A recent report by Silvestrum Climate Associates, a private environmental consulting firm, found this could affect communities with a mile of the Bay Area coast. Hill and her colleagues have analyzed data and found the water below someone's backyard is typically within 6 feet of the surface of the ground, and often just 1-2 feet below the surface.
"It's possible that you have contamination in that water and you might not see it or smell it. You might not know," says Alec Naugle, who heads the toxics cleanup division for the San Francisco Bay Regional Water Quality Control Board. The agency regulates the mitigation of contaminated sites in a large area stretching over the nine Bay Area counties.
"If you're exposed to these chemicals over a lifetime, they can increase your risk of cancer," Naugle says. "Some of those chemicals also have short-term risks at much higher concentrations that we don't typically see in the environment."
Many neighborhoods most at risk have large Black and Latino populations who already deal with unequal environmental health burdens due to living near major freeways and, in Oakland, a sizeable port.
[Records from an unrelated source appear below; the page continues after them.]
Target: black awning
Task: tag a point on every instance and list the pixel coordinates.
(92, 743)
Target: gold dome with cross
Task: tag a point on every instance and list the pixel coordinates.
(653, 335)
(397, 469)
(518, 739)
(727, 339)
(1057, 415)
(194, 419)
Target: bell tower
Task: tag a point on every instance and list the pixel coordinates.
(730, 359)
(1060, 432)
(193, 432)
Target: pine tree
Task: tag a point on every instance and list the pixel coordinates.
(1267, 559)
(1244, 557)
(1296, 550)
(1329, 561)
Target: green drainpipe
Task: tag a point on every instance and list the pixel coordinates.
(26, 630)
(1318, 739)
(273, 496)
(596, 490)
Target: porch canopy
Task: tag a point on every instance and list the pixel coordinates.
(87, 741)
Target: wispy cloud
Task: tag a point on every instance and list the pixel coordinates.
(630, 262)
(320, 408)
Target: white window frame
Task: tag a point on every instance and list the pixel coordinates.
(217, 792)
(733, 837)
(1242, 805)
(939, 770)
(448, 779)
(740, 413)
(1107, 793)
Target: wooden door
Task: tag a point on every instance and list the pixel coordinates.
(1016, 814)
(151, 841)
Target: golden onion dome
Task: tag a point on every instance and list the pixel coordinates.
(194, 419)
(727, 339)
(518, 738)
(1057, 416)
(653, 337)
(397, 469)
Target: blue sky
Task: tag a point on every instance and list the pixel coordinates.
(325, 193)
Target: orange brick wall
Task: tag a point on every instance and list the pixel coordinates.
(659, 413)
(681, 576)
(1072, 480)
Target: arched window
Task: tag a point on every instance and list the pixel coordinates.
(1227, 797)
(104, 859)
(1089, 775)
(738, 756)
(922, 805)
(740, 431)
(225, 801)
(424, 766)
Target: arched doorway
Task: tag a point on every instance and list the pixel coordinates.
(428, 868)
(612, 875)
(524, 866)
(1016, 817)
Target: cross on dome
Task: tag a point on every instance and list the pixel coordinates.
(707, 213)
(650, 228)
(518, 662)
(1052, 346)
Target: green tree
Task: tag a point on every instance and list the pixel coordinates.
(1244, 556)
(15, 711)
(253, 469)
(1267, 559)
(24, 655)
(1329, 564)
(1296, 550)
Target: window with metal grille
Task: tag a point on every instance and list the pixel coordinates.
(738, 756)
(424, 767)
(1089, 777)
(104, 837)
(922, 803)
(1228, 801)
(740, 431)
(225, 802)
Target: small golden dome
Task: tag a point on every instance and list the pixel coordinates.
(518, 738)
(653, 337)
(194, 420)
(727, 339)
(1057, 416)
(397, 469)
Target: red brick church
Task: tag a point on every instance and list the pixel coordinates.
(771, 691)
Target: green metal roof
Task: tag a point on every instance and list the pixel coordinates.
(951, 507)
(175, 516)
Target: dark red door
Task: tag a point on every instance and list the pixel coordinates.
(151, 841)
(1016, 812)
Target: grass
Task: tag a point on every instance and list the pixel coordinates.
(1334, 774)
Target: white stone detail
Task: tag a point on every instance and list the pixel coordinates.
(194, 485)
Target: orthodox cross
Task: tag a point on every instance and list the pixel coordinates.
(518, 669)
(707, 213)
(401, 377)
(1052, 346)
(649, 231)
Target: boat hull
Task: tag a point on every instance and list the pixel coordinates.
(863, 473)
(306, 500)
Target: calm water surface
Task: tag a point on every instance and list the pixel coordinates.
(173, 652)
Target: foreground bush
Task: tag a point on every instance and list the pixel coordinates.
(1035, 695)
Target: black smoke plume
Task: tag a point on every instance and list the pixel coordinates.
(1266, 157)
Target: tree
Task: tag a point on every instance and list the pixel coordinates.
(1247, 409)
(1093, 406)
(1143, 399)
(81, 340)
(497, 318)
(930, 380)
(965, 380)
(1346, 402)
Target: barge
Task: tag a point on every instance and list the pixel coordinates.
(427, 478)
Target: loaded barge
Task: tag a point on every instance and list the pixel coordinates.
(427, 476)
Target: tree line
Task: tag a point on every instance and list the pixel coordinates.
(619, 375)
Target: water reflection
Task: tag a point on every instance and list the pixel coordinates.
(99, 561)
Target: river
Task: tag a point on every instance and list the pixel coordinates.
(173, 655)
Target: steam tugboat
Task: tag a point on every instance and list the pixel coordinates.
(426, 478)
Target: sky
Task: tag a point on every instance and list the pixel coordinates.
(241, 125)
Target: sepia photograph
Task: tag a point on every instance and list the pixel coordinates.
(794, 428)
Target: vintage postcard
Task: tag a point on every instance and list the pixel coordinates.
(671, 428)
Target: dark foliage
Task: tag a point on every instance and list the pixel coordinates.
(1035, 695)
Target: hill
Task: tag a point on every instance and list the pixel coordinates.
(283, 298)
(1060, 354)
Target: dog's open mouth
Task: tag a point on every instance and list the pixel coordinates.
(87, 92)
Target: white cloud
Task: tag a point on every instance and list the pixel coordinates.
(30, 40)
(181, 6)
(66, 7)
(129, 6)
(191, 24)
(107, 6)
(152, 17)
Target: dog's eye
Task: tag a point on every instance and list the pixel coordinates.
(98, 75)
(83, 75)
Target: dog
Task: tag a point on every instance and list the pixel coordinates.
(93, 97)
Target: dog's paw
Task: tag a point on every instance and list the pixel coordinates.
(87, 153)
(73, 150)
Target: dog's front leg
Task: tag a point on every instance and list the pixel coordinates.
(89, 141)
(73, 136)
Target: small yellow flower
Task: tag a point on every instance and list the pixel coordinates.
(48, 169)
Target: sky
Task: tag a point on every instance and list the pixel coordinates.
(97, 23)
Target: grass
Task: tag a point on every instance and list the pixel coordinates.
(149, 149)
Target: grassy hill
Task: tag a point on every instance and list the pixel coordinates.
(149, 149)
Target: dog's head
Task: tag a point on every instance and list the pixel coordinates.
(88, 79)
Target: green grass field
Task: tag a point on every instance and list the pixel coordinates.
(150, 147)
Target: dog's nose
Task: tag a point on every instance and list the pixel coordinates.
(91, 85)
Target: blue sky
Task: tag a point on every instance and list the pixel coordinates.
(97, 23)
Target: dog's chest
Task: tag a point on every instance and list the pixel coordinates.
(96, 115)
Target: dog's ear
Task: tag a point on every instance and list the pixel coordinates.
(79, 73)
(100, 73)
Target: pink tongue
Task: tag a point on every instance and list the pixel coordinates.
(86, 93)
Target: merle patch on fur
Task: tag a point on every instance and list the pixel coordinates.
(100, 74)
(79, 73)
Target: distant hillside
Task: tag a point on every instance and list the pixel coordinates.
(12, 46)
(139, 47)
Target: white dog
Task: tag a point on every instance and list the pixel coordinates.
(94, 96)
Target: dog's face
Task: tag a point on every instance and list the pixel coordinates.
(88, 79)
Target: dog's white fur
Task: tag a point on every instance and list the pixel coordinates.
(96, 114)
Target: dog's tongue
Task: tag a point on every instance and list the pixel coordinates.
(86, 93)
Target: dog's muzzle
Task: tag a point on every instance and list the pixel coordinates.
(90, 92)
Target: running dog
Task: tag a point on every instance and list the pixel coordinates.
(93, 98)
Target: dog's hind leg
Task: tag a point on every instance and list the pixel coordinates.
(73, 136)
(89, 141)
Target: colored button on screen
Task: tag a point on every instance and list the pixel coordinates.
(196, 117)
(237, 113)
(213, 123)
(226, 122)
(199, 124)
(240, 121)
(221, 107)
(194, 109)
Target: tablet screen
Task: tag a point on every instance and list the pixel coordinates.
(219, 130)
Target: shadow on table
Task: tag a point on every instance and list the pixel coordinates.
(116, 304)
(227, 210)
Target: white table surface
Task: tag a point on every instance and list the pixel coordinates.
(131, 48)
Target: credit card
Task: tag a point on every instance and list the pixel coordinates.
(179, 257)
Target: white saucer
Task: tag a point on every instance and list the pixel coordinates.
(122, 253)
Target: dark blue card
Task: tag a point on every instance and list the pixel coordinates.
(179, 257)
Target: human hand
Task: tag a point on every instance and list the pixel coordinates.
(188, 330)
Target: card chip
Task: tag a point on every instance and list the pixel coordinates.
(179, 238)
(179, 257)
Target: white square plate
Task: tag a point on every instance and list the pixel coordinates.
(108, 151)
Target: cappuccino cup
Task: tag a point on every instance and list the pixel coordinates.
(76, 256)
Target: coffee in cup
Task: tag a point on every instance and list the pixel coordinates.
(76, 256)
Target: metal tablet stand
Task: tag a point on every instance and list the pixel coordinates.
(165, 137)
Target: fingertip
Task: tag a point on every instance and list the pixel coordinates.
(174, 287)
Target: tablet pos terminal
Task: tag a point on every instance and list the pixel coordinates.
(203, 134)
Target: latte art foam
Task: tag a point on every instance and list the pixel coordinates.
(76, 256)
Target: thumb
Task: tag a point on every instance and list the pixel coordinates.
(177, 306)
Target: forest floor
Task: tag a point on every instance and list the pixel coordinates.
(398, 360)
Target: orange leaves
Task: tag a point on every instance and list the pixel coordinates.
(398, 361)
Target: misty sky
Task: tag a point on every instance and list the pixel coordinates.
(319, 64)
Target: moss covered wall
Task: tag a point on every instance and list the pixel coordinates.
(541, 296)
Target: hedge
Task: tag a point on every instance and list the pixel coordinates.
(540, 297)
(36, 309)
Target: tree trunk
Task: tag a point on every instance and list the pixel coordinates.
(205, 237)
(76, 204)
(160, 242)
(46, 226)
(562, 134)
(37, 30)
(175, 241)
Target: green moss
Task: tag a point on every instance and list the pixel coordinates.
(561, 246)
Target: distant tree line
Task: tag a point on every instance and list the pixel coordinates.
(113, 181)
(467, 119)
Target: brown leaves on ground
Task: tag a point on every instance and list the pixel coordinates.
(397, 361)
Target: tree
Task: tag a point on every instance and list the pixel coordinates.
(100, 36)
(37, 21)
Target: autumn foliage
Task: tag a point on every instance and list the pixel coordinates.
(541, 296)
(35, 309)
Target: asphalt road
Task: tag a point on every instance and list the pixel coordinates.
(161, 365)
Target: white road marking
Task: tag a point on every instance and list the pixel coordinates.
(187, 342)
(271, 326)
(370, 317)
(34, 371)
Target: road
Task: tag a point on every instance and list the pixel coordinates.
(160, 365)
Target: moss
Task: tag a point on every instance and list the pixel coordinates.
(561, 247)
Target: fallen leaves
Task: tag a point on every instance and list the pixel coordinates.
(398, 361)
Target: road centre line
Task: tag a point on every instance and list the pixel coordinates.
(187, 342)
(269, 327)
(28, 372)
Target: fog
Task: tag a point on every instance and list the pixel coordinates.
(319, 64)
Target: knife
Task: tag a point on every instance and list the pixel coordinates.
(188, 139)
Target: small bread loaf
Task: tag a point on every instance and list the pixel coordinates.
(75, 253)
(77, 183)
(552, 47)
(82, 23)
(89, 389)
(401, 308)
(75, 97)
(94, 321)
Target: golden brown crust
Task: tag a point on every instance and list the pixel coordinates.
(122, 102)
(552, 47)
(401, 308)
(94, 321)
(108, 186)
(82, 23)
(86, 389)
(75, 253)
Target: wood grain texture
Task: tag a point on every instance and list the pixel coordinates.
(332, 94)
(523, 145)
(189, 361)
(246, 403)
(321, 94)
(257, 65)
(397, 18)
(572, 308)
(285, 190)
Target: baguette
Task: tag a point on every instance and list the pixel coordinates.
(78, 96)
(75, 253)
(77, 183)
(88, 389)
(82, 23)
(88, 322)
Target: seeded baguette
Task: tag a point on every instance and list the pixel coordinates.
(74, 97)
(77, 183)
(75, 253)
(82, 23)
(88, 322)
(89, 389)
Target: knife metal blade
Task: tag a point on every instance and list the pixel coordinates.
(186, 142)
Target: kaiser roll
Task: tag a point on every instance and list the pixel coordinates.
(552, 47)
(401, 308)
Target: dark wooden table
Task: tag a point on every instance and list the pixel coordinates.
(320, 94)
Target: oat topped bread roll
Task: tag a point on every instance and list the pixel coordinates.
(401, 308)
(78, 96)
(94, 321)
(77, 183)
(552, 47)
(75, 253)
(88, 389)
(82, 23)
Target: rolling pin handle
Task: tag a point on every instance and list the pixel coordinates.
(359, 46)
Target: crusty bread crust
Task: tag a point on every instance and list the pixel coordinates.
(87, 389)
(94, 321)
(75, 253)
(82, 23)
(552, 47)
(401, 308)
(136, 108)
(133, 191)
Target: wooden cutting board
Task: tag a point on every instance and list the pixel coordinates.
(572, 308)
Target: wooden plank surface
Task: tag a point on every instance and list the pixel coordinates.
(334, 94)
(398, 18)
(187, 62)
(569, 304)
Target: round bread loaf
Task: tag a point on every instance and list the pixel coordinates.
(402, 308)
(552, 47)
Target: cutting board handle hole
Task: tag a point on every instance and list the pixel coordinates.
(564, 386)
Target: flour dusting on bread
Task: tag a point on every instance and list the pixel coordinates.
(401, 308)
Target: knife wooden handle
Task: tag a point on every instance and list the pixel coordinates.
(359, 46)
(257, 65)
Residents of East and West Oakland have high rates of asthma, and children in East Oakland are more than twice as likely to suffer from the condition than their peers across Alameda County.
Hill says it's no coincidence that large numbers of people of color live in low-lying areas that will likely face the threat of rising groundwater first. "There was either redlining or restrictive homeowner covenants that prevented people of color from moving to neighborhoods on higher ground," she says.
Regulators assess next moves
Naugle, from the Water Quality Control Board, says contaminated sites are at risk of flooding all along California shorelines. "There are literally hundreds, perhaps thousands of these cases in our region alone, not to mention statewide," he says.
He and his team now face the daunting task of what to do, and where to do it first.Over the next few years, Silvestrum Climate Associates will map groundwater depths and test for contamination in four Bay Area counties. Naugle and his water board colleagues plan to use that data to identify the most urgent locations.
California's Department of Toxic Substances Control plans to tackle the problem as well. Grant Cope, deputy director for site mitigation and restoration, would like to work with the U.S. Geological Survey to overlay maps that show groundwater rise onto maps of contaminated sites. That could serve as "an early-warning system" for site managers.
In the meantime, Hill of UC Berkeley suggests residents request a monitoring well to track groundwater levels at nearby locations of concern,especially if they live downhill from former industrial sites like dry cleaners, gas stations or factories. Californians can also review sites known to contain contaminants through GeoTracker, an online database where various regulators track cleanup efforts.
Cope says people can also lobby local governments to "pass enforceable standards that apply to groundwater rise due to sea level rise." He says that means groundwater rise must be taken into account when new buildings are planned, or when toxic sites are cleaned up.
Urban planner Marquita Price wants to make people in her East Oakland community aware of this looming threat. A low-lying affordable housing development, Coliseum Gardens, sits on the location of a former recycling center, ringed by old industrial sites. She says residents notice flooding, but not many realize "exactly what it is, and how contaminated it is, and how damaging it really could be."
Price also wants her community to have a role in addressing the problem.
"I don't want just some outside consultants and companies to come in and carry out the plan," she says. "Our unemployment is crazy out here. So this could definitely be a low-entry job that can provide to the community."